HydroPhysicsAI

GPU physics-informed neural operators for groundwater — one model across many wells, benchmarked against per-well gray-box ODEs.

▶ Live demo · Model card · Technical writeup

Results at a glance

All on the real 61-well Zhuoshui data, out-of-sample validation from 2019. Median KGE (higher is better) unless noted.
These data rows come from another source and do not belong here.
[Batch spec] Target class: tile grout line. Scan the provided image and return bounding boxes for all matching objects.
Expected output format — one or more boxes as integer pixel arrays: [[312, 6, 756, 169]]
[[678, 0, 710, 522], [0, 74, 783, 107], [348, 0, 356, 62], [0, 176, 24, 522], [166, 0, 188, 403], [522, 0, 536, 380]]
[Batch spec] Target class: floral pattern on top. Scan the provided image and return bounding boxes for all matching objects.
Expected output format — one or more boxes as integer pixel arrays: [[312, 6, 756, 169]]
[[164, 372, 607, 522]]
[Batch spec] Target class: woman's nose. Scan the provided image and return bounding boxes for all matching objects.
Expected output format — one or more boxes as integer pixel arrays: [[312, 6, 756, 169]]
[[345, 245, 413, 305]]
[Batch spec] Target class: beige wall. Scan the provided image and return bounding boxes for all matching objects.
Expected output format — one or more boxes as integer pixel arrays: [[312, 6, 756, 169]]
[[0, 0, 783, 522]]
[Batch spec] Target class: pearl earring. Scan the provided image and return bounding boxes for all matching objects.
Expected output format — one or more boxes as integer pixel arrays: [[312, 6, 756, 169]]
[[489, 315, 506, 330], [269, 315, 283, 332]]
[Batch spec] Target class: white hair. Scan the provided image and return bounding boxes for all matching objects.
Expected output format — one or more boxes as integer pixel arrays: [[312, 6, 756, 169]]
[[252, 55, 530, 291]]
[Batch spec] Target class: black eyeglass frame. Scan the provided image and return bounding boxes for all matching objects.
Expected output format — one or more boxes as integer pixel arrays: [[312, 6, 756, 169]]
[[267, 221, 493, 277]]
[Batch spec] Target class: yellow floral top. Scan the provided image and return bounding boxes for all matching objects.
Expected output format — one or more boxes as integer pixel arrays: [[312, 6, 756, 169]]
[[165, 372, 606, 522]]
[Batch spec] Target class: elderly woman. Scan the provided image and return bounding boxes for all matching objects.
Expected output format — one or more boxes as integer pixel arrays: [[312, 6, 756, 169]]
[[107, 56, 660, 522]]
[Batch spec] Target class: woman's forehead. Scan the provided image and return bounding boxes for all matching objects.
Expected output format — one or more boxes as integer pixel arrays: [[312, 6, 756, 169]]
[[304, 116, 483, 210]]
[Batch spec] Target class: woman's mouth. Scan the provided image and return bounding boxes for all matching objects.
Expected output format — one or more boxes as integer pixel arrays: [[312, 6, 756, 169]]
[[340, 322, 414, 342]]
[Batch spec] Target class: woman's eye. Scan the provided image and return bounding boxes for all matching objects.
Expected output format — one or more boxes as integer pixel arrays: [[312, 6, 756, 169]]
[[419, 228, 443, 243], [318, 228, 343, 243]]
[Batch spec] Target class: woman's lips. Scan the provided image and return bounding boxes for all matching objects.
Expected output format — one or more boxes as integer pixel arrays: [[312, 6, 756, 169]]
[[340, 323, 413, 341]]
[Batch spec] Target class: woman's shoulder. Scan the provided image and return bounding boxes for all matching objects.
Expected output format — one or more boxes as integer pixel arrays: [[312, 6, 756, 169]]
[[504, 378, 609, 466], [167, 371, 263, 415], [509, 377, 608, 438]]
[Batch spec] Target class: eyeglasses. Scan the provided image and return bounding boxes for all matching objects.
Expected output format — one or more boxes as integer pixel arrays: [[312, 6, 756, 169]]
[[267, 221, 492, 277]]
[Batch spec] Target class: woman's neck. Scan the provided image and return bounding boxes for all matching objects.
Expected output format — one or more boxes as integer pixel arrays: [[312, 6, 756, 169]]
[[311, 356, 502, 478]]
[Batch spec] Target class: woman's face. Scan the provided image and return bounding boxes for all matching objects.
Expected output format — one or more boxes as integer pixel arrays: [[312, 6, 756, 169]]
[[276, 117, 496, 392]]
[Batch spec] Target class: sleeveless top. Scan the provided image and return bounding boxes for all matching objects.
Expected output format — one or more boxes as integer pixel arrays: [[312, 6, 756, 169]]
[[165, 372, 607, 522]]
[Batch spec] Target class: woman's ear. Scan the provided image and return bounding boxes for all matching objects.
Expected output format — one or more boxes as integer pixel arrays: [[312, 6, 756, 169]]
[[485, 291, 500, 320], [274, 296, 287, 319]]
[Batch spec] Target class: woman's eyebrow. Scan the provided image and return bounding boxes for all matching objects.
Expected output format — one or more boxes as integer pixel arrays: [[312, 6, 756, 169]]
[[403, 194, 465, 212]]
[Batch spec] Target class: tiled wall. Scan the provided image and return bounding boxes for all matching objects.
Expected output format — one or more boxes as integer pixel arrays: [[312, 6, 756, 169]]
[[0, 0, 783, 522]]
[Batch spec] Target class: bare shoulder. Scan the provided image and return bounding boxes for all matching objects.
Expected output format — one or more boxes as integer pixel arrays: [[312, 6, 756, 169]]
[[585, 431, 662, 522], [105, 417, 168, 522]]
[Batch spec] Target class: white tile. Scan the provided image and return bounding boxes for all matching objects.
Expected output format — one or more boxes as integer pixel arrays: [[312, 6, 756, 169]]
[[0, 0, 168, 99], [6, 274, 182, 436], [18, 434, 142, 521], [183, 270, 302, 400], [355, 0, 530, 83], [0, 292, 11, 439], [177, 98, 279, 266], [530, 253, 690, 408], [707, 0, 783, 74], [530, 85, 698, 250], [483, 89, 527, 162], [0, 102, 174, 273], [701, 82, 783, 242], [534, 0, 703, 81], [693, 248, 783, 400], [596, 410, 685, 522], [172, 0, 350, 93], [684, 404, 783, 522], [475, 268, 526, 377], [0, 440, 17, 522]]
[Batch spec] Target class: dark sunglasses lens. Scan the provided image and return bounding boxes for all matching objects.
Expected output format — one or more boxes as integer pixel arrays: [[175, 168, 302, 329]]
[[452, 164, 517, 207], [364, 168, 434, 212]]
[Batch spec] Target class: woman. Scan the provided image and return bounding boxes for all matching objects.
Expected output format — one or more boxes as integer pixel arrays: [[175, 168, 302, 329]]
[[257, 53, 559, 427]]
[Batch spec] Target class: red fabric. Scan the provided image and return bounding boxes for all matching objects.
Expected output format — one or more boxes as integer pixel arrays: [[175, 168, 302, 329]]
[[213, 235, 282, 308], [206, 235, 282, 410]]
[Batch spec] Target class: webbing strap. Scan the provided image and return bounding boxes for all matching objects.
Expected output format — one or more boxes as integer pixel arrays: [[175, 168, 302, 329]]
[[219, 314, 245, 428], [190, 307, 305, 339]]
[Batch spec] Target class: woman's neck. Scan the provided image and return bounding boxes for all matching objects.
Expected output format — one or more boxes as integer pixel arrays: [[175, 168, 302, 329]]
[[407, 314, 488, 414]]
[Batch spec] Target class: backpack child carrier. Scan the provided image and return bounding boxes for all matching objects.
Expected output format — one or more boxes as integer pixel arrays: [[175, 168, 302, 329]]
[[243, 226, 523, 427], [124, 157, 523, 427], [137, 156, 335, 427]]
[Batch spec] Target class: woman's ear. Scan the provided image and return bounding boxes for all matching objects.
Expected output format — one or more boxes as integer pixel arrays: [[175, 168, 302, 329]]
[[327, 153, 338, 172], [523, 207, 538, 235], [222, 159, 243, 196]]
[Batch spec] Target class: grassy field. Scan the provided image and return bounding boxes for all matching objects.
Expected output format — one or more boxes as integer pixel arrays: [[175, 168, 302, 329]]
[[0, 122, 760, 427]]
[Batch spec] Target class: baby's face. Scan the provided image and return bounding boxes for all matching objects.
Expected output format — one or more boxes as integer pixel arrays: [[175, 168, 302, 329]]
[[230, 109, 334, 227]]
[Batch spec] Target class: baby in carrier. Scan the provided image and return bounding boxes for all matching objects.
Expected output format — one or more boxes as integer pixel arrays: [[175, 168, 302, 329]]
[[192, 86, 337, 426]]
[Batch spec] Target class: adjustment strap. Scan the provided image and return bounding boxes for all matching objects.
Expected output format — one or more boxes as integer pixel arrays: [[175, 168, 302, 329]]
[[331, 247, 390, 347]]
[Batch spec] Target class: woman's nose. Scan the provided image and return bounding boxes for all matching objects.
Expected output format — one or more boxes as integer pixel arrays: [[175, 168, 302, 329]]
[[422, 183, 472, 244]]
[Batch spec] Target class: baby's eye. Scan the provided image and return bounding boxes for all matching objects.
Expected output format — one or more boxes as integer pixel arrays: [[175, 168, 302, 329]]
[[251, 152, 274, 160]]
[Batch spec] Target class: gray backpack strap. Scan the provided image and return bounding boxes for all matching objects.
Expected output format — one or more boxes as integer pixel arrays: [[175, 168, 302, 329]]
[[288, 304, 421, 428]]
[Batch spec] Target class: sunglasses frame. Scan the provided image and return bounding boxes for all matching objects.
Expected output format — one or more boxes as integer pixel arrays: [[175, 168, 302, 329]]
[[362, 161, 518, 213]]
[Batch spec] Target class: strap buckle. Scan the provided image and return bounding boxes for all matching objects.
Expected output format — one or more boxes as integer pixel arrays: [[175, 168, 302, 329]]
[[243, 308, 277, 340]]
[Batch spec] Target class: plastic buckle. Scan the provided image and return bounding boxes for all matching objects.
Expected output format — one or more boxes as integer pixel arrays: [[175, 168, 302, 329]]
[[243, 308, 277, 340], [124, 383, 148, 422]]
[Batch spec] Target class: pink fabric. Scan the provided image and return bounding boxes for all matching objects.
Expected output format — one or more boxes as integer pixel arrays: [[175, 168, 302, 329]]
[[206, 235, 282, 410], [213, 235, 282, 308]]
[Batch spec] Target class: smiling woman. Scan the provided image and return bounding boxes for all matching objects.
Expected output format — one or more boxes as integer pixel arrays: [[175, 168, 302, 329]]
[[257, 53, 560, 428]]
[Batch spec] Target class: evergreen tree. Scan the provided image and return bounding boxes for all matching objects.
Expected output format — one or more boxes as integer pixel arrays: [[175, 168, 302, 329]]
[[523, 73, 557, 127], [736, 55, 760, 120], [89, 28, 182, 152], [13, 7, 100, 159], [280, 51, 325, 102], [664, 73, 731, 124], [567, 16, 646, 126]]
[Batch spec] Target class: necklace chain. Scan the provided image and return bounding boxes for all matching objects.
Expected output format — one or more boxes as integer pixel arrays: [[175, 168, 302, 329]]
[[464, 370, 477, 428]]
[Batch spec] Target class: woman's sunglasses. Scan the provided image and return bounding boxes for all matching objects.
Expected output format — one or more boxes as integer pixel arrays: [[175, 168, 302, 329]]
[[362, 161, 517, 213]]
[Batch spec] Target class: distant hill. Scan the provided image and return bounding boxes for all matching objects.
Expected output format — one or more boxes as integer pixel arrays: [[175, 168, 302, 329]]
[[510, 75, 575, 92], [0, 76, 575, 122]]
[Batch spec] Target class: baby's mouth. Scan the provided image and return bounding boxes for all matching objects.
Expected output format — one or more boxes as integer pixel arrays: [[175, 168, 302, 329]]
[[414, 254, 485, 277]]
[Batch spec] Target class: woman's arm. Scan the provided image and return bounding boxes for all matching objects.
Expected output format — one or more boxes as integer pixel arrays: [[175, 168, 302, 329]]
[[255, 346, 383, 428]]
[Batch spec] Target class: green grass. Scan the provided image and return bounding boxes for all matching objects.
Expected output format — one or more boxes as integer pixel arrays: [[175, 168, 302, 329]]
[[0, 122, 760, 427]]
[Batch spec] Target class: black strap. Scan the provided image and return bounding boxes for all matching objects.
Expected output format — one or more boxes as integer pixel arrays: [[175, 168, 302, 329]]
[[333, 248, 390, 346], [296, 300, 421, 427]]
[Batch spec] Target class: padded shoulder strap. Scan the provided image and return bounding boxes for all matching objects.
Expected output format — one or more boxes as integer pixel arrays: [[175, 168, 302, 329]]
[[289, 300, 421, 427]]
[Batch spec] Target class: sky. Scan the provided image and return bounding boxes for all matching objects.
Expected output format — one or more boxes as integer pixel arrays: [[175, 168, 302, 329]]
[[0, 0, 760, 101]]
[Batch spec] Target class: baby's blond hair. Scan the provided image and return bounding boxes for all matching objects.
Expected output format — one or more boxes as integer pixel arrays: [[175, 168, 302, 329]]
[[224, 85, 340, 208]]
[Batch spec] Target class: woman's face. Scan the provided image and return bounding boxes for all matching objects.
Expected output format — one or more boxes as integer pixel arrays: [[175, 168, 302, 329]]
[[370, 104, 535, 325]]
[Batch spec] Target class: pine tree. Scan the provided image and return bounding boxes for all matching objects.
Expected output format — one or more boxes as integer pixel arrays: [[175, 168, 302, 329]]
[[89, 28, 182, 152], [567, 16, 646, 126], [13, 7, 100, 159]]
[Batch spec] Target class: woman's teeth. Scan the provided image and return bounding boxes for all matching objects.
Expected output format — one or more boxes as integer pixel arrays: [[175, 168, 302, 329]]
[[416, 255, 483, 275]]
Task	This repo	Reference	Verdict
Simulation (free-running hindcast)	physics-UDE 0.591	gray-box 0.736 · climatology 0.446	beats climatology, trails the per-well gray-box
Generalize to unseen wells (leave-one-well-out)	0.565 (attr-only 0.236)	climatology 0.446 · in-sample 0.591	now beats climatology, nearly matches in-sample
Forecast, 7-day (operational, assimilated)	LSTM 0.965	persistence 0.946	real skill over persistence
Forecast, 30-day	LSTM 0.899	persistence 0.703	nearly halves the error
Forecast, probabilistic	CRPS beats persistence, ~90% calibrated	—	sharp, well-calibrated intervals
GPU training (mixed precision)	14× over CPU, ~½ the memory	fp32 10.9×	real NVIDIA-stack speedup
NVIDIA PhysicsNeMo port	KGE 0.591 (`ude_nemo`)	PyTorch UDE 0.591	runs on the framework, identical skill

Simulation and forecast modes are scored separately and are not comparable (forecasting with assimilation is a different, easier task). The headline scientific challenge — one attribute-conditioned operator generalizing to wells it never saw — is the leave-one-well-out row. Conditioning on observable signatures of a held-out well's history, pinning its free-run equilibrium to its observed mean, and gating on self-consistency lift it from 0.236 to 0.565 — above climatology (0.446) and near the in-sample 0.591 (see Generalizing to unseen wells).

The idea

Classical hydrology calibrates one ODE per well: 33-61 separate parameter fits, each blind to the others. HydroPhysicsAI trains a single physics-informed neural operator across all wells at once, conditioned on each well's static attributes, on the NVIDIA GPU stack (PyTorch / PhysicsNeMo / CUDA). It is scored in true simulation mode (free-running hindcast from an initial condition + forcing, never seeing observed levels) against the per-well gray-box ODE baseline.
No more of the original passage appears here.